Here are some favorite lines from the film. For more witty and other dialog, see the Quotes section under this IMDb Web page of the movie.

Mrs. Bouccicault, "Towney, this is Mrs. Cortland-Brown. She's not as sweet as she looks. But, you'll think she is." Towney Townley, "How do you do. I am nicer than I look - much." Kitty Brown, "How could you be?"

Kitty Brown, "How do you do. Oh, you magnificent long-legged Britisher. I've been avoiding you in Paris. But you are wonderful, aren't you?" Towney Townley, "Yes, yes, we, we are, aren't we?" Kitty Brown, "I thought you said he was 'umble." Mrs. Bouccicault, "Hmm, hmm. This isn't the one." Kitty Brown, "Oh! You mean to say I have to say that all over again? Because that's the way I'm gonna begin."

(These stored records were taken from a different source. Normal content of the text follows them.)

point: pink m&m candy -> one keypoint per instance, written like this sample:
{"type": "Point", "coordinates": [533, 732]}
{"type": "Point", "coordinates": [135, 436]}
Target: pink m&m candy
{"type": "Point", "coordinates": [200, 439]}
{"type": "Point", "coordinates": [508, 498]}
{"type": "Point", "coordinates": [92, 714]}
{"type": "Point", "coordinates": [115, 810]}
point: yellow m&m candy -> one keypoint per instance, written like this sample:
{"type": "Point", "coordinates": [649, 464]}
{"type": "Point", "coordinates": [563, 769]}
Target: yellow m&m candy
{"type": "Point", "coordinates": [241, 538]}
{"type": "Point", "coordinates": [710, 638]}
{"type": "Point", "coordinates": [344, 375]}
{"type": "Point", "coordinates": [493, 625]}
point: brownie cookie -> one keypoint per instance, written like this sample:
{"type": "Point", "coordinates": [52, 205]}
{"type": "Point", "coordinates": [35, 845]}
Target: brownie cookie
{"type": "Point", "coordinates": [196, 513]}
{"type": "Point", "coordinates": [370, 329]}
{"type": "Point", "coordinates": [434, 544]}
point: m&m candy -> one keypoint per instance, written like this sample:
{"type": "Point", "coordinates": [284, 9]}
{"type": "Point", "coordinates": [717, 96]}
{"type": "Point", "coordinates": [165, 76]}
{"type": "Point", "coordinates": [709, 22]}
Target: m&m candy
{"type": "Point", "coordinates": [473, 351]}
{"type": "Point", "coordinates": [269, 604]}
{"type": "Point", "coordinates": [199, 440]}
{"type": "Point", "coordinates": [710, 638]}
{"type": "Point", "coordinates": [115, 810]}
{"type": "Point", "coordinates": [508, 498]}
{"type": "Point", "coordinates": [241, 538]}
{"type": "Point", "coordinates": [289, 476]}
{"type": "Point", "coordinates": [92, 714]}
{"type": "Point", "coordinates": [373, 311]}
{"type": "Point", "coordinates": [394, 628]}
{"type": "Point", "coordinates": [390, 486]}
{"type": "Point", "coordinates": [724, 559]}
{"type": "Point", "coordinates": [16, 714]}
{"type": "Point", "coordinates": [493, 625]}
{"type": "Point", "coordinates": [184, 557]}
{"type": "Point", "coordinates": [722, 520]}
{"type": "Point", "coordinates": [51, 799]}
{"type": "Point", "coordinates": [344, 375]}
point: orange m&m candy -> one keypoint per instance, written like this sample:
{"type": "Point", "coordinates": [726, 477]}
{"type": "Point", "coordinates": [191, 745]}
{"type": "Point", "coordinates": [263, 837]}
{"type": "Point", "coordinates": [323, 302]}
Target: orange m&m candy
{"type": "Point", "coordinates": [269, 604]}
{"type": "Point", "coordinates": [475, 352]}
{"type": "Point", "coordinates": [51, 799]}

Towney Townley, "Uh, begin what?" Kitty Brown, "Well, you see, uh, Bouccy has a certainly laid plan whereby I have to get a man. Now, would, uh, would that get you?" Towney Townley, "I don't remember what you said, but you have got me." Kitty Brown, "Oh, I like this one. Bouccy, make it this one." Bouccy, "All right, practice on him." Towney, "She doesn't seem to need practice."

Kitty Brown, "You must be a very smart person." Towney Townley, "You found me out."

Kitty Brown, starting a bridge game, "Who's going to pay my losses?" Towney Townley, "I shall be delighted. I love to have beautiful women under obligation to me."

Mrs. Bouccicault, "When you quote me, make it agreeable." Kitty Brown, "No one would believe you said it, lamb." Towney Townley, "One on you, my pet."

Mrs. Bouccicault, while a group is singing around Kitty at the piano, "Towney, is that you making that particularly bad noise?" Towney Townley, "No. I'm making the tenor." Bouccy, "Well, stop it." Kitty Brown, "Don't stop. You make the rest of us sound so good."

Towney Townley, "Kitty, you have the prettiest ears I ever saw. I wanted to kiss the right one all through dinner, especially with the salad." Whitman - 1st Butler, "Oh, Perkins. Mrs. Brown is leaving on the 11 o'clock train. It might be as well for you to assist her." Perkins, "That's just where I'm going, and without any suggestions from you."